Gütesiegel-Dschungel in der Nahrungsmittelindustrie - Wie mehr Transparenz zu mehr Tierwohl führt

Die Kennzeichnung von Tierwohl auf Lebensmitteln ist ein viel diskutiertes Thema auf nationaler und internationaler Ebene. Konsument*innen wünschen sich mehr Informationen zu Tierwohl und Haltungsformen, sind mit der Vielzahl an Gütesiegeln, Marken, und Begrifflichkeiten aber schnell überfordert.
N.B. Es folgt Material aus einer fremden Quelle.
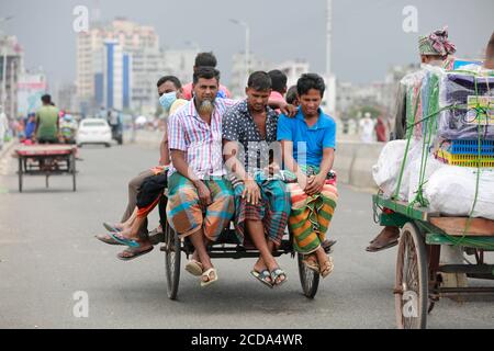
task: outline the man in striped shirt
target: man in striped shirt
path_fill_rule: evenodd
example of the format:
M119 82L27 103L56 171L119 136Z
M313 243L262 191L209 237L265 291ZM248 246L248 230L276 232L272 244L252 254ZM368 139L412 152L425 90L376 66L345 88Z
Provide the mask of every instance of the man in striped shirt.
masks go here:
M201 286L217 280L206 245L217 240L235 213L222 152L223 114L235 101L216 99L218 88L220 71L198 68L193 76L194 98L168 123L172 166L168 171L167 218L194 246L186 270L202 276Z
Durch Transparenz und Vergleichbarkeit wird den Konsument*innen diese Überforderung genommen und eine bewusste Kaufentscheidung ermöglicht. Gleichzeitig werden sie dadurch zum Kauf tierwohlfreundlicher Produkte genudged.(=Nudging ist ein Instrument zur Beeinflussung des Verhaltens, indem die Entscheidungsarchitektur verändert und das Verhalten in eine bestimmte Richtung gelenkt wird.)

 
Als Studentin im Master Studiengang „Digital Marketing und Kommunikation“ der Fachhochschule St. Pölten hat Chiara Brammer in Kooperation mit MindTake folgende Forschungsfragen im Rahmen ihrer Onlinebefragung repräsentativ für die österreichische Bevölkerung erhoben: 
  • Welche Auswirkungen haben Green Nudges, in Form einer Tierwohlskala, auf die Kaufabsicht der österreichischen Konsument*innen von 20-49 Jahren?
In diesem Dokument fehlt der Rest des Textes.